You can find application layer packages and their dependency hierarchy below:

 layer dependency hierarchy

Presentation layer

  • Presentation layer can imports application and domain layer packages. It may also import dependency_injector and presentation related libraries (e.g., FastAPI, click).
  • Presentation layer do not import any infrastructure layer packages packages and modules.
  • Rest API, CLI or other executable can be defined as a presentation.
  • Rest API endpoints are defined within API groups and each API group will be managed with versions. Initial Rest API groups are submission,auth, curation, system, and public .
  • Submission Rest API group: It provides endpoints to create and update MetaboLights submissions. Authentication is required to use endpoints.
  • Curation Rest API group: It provides endpoints to run curation tasks on submitted studies and make them public. Authentication is required to use endpoints.
  • Public Rest API group: It provides endpoints to access MetaboLights public studies and statistics.
  • Auth Rest API group: It provides to endpoints to create and revoke API tokens (JWT tokens).
  • System Rest API group: It provides to endpoints to MetaboLights sytem related endpoints (Private FTP accessibility, etc.).
  • Only JWT token is used to authorize requests.

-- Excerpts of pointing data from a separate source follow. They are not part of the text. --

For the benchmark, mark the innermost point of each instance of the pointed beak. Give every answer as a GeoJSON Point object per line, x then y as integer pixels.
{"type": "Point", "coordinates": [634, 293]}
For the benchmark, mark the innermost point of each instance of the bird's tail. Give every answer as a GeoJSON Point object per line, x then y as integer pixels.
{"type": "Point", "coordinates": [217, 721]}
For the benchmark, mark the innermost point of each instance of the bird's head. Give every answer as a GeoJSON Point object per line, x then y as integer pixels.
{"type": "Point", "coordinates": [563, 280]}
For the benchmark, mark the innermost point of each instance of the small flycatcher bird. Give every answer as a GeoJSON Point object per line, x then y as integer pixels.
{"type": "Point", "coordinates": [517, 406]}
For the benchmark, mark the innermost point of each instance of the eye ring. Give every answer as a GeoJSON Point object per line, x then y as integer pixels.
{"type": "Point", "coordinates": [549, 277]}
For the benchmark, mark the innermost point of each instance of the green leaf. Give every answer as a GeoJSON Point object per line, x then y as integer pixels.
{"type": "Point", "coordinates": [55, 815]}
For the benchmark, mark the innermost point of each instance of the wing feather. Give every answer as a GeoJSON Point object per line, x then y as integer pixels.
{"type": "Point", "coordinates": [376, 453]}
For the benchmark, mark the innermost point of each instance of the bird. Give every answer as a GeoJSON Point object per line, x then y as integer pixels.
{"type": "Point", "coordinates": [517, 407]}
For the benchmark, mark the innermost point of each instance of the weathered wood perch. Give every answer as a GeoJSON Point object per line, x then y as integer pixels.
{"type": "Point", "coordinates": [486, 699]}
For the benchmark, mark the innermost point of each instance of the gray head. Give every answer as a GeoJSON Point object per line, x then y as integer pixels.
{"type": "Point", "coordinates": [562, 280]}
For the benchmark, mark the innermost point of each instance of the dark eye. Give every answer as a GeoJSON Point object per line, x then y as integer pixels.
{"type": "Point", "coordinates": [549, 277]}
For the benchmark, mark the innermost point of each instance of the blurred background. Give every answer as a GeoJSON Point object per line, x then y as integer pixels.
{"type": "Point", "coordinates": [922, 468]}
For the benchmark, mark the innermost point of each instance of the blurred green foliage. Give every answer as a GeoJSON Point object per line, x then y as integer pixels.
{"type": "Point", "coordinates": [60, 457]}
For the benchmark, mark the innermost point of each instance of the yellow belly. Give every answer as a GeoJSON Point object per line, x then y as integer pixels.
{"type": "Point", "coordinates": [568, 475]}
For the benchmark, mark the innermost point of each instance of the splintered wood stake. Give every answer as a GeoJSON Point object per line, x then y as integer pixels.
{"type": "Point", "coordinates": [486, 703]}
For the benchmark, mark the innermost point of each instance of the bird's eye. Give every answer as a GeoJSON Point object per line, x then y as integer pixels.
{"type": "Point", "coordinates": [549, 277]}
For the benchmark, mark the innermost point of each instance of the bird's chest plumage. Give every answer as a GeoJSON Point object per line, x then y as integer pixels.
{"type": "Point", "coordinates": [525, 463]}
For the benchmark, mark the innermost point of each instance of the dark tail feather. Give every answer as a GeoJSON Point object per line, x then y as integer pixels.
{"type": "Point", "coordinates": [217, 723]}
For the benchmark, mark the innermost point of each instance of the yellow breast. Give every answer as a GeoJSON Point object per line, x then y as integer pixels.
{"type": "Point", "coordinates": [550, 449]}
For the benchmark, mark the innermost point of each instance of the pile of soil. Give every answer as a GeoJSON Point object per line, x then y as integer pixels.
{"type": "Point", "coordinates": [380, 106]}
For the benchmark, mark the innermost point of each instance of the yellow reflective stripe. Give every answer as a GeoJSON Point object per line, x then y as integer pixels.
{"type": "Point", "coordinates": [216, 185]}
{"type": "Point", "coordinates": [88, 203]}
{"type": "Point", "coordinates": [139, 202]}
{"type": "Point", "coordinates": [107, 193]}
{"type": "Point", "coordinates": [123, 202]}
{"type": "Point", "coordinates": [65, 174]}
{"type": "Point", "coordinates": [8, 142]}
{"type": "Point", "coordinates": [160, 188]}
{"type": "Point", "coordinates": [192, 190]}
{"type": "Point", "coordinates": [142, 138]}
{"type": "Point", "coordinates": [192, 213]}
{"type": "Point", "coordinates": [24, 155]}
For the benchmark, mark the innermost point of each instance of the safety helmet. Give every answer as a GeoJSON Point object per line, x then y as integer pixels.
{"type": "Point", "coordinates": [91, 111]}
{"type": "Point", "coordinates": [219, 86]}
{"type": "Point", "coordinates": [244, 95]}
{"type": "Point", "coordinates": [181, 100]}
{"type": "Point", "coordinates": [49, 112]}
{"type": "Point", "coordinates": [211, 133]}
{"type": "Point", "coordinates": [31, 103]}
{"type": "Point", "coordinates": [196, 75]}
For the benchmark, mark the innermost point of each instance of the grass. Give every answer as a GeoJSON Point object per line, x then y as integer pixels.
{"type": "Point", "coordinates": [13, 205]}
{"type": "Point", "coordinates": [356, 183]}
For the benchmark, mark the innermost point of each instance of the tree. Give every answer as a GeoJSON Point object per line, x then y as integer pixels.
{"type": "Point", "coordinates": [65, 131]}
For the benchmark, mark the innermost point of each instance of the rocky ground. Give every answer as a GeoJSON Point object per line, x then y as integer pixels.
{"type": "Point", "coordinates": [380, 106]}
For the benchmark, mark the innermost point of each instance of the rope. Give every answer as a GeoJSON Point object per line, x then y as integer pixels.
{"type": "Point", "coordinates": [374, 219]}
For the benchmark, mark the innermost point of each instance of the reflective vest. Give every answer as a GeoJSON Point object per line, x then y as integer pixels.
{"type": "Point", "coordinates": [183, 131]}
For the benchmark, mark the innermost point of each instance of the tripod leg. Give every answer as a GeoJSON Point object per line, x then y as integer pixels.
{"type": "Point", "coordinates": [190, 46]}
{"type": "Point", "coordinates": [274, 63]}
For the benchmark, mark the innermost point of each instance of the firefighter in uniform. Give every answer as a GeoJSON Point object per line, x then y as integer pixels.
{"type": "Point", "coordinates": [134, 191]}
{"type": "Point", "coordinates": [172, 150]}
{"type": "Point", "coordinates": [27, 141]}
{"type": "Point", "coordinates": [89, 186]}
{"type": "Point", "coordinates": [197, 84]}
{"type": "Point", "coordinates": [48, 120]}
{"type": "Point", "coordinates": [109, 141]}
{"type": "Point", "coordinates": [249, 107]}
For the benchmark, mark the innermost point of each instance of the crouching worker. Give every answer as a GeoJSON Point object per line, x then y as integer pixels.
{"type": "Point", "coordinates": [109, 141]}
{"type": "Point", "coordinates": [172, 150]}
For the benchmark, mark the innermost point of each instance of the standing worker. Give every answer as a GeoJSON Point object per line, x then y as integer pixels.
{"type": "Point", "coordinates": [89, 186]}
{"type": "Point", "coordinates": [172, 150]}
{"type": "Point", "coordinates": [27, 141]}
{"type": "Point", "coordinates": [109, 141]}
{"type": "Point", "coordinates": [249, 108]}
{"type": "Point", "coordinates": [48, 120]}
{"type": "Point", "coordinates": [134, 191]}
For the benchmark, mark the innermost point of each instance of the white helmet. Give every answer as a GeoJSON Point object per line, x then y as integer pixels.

Each user or service that wants to access any authorized endpoints should have a valid JWT token.
  • Rest API authentication will be managed within authorization middleware.

Infrastructure layer

  • Infrastructure layer modules can import application and domain layer modules, dependency_injector module and any external library (e.g., redis, slqalchemy, elasticsearch, celery, etc.).
  • Infrastructure layer modules do not import any presentation layer modules.
  • Multiple implementations can be defined for an interface defined in application layer. Each implementation is isolated from each others.
  • Initial Service and repository implementations:
  • AsyncTaskService: Celery and thread (for development) implementations
  • AuthenticationService, AuthorizationService and IdentityService: mtbls_ws2 proxy and standalone implementations.
  • CacheService: Redis, Redis sentinel and in-memory (for development) implementations
  • PolicyService: Open policy agency (OPA) implementation
  • StudyMetadataService: NFS and mongodb (in progress) implementations
  • ValidationOverrideService, ValidationReportService: NFS and mongodb (in progress) implementations
  • Repositories:
    • Study & User: postgresql and sqlite (for development) implementations
    • ValidationReport & ValidationOverride: NFS and mongodb (in progress)
    • InvestigationFileObject, IsaTableObject (SampleFile, AssayFile AssignmentFile): NFS and mongodb (in progress)
    • FileObject: to store data folder content. NFS (in progress) and mongodb (in progress)

Run layer

  • Run layer defines dependency_injector container and runs an executable in presentation layer (submission API, submission API worker, CLI, etc.).
  • Initial executables are:
  • Submission Rest API: It uses celery async application, NFS and PostgreSQL based repositories, redis cache service and proxy authentication service.
  • Submission Rest API Worker: Celery worker to run submission remote tasks
  • Submission Rest API Worker Monitor: Flower executable to monitor celery tasks
  • CLI: Initial commandline tool named mtbls-tools
  • Log filters and application configuration files are customized depends on selected presentation layer application and service implementations.
  • Unit tests overrides async task, auth, and cache services. Postgresql database is also overriden by Sqlite database to run unit tests.